Previous revelations spurred the United Nations in 2002 to issue special measures for all its staff and others, including aid workers under UN contract, based on a policy of zero tolerance.
“The involvement of humanitarian workers in acts of sexual exploitation and abuse is a grave violation of our responsibility to do no harm and to protect people affected by crises,” said the UN’s Humanitarian office OCHA.
Alleged abuse in West Africa
The issue came to public attention in 2002 after allegations of widespread abuse of refugee and internally displaced women and children by humanitarian workers and peacekeepers in West Africa.
In refugee camps in Guinea, Liberia, and to a lesser extent Sierra Leone, dozens of male aid workers, often locals, were suspected of having exchanged money or gifts for sex with young refugee girls aged between 13 and 18.
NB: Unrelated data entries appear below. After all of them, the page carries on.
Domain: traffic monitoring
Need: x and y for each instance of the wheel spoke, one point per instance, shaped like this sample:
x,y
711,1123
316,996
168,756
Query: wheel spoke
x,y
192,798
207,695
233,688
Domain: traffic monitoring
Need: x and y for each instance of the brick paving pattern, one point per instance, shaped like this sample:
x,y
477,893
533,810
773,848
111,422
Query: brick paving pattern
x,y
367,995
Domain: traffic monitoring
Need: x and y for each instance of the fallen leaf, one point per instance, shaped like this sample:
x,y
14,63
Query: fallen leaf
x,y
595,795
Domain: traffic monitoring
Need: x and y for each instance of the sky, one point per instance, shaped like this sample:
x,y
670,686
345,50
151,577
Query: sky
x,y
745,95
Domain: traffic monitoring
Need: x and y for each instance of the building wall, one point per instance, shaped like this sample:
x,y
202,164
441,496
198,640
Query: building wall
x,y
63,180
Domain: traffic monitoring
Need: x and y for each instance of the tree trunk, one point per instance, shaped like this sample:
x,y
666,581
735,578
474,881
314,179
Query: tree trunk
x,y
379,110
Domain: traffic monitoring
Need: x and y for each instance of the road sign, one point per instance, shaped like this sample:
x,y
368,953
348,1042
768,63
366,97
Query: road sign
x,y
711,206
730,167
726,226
“It’s difficult to escape the trap of those (NGO) people, they use the food as bait to get you to have sex with them,” an adolescent in Liberia was quoted as saying in a report from the UN refugee agency.
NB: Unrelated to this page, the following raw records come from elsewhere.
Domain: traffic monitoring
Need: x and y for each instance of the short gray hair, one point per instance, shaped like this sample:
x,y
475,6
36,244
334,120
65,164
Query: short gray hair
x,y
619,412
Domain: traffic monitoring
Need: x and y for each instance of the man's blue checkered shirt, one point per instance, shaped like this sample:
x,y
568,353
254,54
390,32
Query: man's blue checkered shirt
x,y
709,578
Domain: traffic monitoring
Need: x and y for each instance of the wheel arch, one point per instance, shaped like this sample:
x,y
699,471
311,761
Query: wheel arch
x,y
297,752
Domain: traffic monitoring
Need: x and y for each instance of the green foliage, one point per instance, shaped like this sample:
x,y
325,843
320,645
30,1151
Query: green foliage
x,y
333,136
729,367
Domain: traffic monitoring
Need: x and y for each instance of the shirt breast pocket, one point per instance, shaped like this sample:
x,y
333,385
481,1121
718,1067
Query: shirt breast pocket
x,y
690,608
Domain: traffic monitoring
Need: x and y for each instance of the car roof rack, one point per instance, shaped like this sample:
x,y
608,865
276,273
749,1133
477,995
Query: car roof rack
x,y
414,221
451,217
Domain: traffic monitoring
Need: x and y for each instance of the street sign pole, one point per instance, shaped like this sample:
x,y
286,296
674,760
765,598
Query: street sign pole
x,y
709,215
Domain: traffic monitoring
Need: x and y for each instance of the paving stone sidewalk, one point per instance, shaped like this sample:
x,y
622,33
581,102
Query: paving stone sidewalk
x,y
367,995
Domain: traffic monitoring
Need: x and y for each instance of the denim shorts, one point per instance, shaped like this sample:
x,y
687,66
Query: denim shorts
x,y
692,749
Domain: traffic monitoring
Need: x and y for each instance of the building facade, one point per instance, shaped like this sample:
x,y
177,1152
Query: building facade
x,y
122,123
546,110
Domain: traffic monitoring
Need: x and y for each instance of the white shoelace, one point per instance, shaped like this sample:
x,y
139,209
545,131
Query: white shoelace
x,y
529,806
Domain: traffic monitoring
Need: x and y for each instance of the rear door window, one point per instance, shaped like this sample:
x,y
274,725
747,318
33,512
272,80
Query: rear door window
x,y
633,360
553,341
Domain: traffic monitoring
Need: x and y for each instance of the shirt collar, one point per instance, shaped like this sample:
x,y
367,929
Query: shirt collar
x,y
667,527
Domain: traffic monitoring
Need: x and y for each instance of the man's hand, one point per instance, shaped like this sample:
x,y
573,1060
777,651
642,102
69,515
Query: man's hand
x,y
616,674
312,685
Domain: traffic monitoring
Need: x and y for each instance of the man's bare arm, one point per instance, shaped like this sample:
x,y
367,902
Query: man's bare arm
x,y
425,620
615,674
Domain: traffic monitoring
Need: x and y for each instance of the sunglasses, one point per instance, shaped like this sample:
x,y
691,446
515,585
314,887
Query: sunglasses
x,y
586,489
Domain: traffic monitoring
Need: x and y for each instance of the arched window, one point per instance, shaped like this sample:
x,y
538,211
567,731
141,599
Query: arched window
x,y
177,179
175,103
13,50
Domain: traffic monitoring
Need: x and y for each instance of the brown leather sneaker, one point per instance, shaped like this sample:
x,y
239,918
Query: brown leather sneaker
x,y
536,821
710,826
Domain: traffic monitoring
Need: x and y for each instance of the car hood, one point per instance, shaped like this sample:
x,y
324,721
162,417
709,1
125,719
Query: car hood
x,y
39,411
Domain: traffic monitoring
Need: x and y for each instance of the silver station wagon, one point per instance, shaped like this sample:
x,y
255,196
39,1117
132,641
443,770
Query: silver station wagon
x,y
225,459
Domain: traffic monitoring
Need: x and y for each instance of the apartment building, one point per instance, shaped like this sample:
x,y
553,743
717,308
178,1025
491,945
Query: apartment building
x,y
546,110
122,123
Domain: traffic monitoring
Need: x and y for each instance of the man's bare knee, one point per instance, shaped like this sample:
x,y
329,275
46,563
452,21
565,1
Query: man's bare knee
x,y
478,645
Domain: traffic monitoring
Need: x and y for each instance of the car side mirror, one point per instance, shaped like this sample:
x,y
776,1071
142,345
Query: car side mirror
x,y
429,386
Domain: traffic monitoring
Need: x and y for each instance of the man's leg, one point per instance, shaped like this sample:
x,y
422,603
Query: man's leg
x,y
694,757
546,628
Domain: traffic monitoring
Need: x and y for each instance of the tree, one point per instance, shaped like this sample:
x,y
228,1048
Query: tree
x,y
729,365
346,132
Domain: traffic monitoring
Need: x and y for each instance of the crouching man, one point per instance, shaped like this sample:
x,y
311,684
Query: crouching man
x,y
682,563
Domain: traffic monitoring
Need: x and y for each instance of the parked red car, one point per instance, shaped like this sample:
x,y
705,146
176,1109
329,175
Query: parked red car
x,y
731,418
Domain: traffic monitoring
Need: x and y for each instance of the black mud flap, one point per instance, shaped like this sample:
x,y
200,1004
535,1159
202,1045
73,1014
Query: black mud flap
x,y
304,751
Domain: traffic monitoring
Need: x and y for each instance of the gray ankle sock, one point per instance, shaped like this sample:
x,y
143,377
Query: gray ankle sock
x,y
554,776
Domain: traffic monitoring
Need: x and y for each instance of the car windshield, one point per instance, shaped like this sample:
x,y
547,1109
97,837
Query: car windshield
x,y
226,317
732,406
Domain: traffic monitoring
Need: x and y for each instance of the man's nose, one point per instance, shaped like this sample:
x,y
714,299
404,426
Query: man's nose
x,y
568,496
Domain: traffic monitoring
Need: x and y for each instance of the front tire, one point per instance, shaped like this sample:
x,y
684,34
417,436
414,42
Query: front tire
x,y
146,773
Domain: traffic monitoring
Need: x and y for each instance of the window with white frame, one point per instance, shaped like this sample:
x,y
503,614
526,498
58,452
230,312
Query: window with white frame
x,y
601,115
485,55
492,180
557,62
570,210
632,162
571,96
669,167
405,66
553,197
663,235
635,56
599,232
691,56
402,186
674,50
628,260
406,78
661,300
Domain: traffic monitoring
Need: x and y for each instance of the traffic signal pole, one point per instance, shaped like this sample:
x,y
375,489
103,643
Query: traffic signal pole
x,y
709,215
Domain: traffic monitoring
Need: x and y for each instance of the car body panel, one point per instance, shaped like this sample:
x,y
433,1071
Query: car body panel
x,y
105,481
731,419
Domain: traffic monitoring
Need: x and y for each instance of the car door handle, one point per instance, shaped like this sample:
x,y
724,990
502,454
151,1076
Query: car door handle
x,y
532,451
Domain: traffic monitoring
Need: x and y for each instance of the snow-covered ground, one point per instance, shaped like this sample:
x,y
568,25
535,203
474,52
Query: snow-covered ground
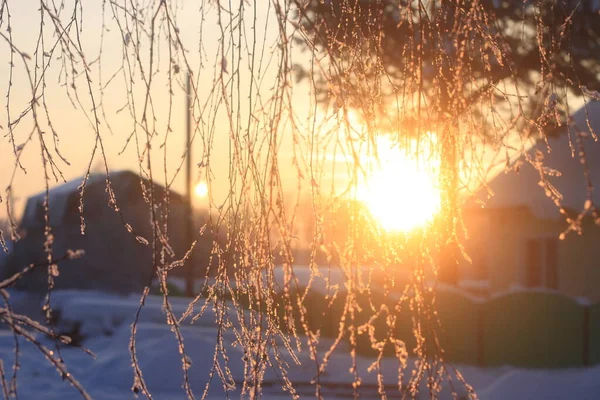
x,y
105,321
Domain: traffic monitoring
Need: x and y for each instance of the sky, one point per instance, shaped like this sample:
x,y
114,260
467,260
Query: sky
x,y
223,58
108,51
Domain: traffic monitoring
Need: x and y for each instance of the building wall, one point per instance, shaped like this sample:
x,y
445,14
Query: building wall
x,y
499,237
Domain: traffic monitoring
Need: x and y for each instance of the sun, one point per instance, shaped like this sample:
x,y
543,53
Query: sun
x,y
402,189
201,189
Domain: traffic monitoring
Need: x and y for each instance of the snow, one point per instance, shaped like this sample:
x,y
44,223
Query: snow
x,y
106,322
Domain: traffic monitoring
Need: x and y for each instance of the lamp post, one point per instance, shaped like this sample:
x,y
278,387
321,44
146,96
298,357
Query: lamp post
x,y
189,281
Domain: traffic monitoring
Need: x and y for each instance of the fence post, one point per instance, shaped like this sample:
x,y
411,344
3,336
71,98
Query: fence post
x,y
586,335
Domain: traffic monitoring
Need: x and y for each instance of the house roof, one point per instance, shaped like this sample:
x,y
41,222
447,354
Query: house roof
x,y
59,196
513,189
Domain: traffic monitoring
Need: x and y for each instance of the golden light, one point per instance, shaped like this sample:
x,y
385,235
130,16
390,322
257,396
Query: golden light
x,y
402,189
201,189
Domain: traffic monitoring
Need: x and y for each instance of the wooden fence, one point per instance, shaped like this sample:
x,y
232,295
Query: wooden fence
x,y
527,329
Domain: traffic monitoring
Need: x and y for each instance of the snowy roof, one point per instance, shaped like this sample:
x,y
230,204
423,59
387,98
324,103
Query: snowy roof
x,y
59,196
561,154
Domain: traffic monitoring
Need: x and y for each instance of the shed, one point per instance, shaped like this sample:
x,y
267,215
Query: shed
x,y
115,260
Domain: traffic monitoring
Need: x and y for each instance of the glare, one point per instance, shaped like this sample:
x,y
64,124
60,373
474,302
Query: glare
x,y
201,189
402,190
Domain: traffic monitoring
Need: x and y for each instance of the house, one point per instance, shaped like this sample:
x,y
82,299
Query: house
x,y
115,260
516,238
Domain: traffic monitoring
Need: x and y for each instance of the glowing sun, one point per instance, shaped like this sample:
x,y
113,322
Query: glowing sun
x,y
401,189
201,189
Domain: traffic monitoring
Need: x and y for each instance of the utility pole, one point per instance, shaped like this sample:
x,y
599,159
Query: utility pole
x,y
189,281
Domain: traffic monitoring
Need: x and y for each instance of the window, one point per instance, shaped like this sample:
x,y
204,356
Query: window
x,y
541,263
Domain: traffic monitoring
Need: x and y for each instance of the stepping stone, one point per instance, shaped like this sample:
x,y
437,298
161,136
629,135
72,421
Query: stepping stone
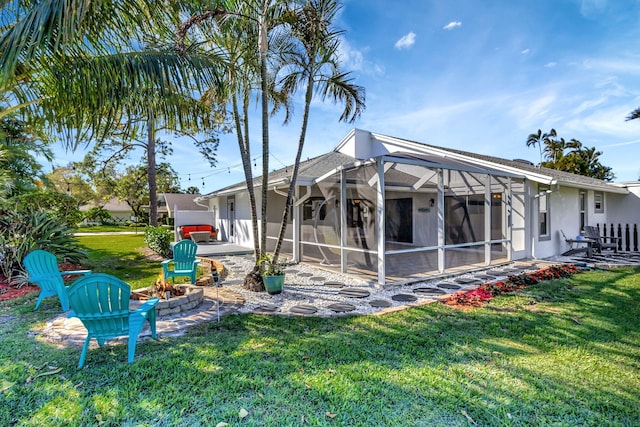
x,y
496,273
404,298
467,281
354,292
380,303
336,285
429,291
341,307
266,308
446,285
305,309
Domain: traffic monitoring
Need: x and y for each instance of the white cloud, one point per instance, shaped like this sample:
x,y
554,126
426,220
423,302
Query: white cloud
x,y
591,8
352,59
406,41
451,25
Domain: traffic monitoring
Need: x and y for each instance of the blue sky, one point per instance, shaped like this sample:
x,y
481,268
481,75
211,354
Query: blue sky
x,y
470,74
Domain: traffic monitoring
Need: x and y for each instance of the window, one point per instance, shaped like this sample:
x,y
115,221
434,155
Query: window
x,y
598,201
543,213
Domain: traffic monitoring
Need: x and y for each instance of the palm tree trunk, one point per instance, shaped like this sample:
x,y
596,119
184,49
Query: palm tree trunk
x,y
245,154
151,172
265,131
294,176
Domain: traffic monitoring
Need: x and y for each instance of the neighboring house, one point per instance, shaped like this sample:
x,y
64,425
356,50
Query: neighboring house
x,y
119,210
395,209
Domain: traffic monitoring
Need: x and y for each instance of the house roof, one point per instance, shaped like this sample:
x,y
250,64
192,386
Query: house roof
x,y
308,173
184,202
532,172
314,169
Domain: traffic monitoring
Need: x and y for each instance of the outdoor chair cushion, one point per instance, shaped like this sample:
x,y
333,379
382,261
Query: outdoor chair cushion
x,y
186,230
More than 40 agencies and organisations and nearly 70 individuals were mentioned in the testimonies taken from 1,500 children and adults for the UN report, which the body stressed could not be verified.
Ron Redmond, spokesman for the United Nations High Commissioner for Refugees (UNHCR) indicated that similar concerns existed in other countries, but to a lesser degree.
Save the Children sounds alarm
In a 2008 report, NGO Save the Children said “children as young as six are trading sex with aid workers and peacekeepers in exchange for food, money, soap and, in very few cases, luxury items such as mobile phones.”
Its findings were based on work with hundreds of youngsters from Ivory Coast, southern Sudan and Haiti.
The report also highlighted instances of rape, verbal sexual abuse, child pornography and prostitution and trafficking of youngsters, many poor, displaced or orphaned by conflict.
The United Nations has also been damaged by a wave of rape cases involving soldiers on peacekeeping missions, ranging from the Central African Republic to Haiti and the Democratic Republic of Congo and Ivory Coast.